For now, some life support for the ailing house market comes in the form of an apparent return to life of the mortgage market and a few other factors.

After contracting for more than a year, the value of new mortgage loans granted for residential dwellings and flats, showed growth of about 7% in June 2012. The seeming recovery might be explained by low and steady interest rates, but also by the continued decent but unsustainable growth in disposable incomes. Despite cooling somewhat, the disposable incomes of households still managed to show fairly impressive growth of 9% in the second quarter of 2012. This comes after having grown by 12% in the previous quarter.

Depending on the house-price index you choose to look at, yearly growth in national nominal house prices for August 2012 ranged from no growth (according to Absa) to growth of just below 7% (according to FNB). On the positive side, the surprise July 2012 cut in interest rates might still filter through to the house market, not to mention the possible impact of  QE “Infinite” which will continually release waves of liquidity into the world economy, and which is bound to benefit asset prices (as we have already seen in the financial markets). As they say in the classics, the politicians keep on kicking that can down the street, without daring to pick it up.

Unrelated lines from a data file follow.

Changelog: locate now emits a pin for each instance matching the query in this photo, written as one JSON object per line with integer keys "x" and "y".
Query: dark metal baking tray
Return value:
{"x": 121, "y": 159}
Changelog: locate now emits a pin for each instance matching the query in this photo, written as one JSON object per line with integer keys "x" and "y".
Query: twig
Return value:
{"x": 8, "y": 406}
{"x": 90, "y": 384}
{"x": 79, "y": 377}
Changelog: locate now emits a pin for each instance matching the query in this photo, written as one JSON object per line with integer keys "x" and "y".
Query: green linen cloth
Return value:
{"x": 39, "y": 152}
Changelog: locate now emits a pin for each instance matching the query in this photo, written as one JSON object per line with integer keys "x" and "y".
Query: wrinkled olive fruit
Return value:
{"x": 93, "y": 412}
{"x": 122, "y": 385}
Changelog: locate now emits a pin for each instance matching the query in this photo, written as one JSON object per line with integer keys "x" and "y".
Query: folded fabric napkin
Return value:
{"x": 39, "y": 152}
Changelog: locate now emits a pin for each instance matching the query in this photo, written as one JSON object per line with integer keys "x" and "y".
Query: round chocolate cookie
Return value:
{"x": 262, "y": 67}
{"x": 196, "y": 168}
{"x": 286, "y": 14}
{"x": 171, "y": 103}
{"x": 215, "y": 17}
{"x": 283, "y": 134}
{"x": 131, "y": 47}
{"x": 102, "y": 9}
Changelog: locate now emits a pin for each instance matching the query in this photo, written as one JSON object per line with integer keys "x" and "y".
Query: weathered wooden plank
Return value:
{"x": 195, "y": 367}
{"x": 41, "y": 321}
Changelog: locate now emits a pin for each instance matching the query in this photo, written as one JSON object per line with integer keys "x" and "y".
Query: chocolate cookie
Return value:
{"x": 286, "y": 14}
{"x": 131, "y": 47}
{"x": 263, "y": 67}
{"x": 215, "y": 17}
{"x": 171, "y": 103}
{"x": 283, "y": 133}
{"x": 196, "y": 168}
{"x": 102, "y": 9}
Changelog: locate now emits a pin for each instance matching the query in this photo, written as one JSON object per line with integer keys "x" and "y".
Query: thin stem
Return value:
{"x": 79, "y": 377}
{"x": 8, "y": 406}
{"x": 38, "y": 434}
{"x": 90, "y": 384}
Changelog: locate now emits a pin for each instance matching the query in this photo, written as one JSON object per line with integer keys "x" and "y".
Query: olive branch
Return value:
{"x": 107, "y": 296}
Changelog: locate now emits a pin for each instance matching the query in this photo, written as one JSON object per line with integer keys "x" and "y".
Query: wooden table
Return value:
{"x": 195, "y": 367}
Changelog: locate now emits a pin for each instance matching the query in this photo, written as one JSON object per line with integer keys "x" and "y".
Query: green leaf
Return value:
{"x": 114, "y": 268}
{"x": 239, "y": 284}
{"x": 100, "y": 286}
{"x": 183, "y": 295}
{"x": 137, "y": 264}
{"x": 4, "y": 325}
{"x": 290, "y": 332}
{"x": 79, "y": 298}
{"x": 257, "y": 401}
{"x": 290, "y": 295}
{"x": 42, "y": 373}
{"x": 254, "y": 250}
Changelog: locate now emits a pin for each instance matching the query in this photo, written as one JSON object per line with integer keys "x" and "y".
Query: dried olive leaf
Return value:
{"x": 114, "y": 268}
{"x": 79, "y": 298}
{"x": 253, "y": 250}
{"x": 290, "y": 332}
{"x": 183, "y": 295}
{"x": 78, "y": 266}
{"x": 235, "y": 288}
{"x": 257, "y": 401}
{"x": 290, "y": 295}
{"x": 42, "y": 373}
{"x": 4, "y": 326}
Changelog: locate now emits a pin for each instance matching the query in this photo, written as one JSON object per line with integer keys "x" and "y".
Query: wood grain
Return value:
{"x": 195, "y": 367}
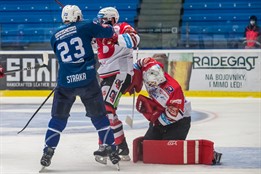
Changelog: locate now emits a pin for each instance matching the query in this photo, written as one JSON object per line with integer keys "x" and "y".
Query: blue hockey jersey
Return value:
{"x": 71, "y": 44}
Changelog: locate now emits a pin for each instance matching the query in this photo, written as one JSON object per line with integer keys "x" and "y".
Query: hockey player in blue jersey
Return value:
{"x": 71, "y": 44}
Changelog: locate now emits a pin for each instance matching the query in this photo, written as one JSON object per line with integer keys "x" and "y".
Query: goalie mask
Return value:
{"x": 71, "y": 13}
{"x": 106, "y": 15}
{"x": 154, "y": 76}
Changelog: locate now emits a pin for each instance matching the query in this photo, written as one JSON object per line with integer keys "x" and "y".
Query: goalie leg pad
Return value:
{"x": 178, "y": 152}
{"x": 137, "y": 149}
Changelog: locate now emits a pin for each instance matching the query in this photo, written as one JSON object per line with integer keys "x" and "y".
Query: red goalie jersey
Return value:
{"x": 167, "y": 103}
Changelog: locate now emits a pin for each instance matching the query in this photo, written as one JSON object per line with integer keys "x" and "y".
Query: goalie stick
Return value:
{"x": 129, "y": 120}
{"x": 45, "y": 63}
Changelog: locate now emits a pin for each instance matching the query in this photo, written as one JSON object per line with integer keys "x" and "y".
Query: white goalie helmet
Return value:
{"x": 109, "y": 13}
{"x": 154, "y": 76}
{"x": 71, "y": 13}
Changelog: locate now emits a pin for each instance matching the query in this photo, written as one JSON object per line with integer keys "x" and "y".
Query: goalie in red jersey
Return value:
{"x": 166, "y": 107}
{"x": 169, "y": 116}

Regarding the likely movement of interest rates, the Reserve Bank is caught between a weak macro economy and the possibility of upward pressure on inflation from higher fuel and food prices. Another headache for the Reserve Bank must be the widening current account deficit and the risk that it poses to the rand exchange rate, and consequently to inflation. Fortuitously, some support for the foreign exchange value of the rand has come from strong portfolio inflows into the local debt market. This has come about through South Africa's inclusion in the Citibank World Government Bond Index (WGBI) in October 2012.   Hopefully, the Reserve Bank is in not too much of a hurry to cut interest rates further, considering that the country is hovering on negative real interest rates. Do we really want to make capital cheap in a country that has an oversupply of labour?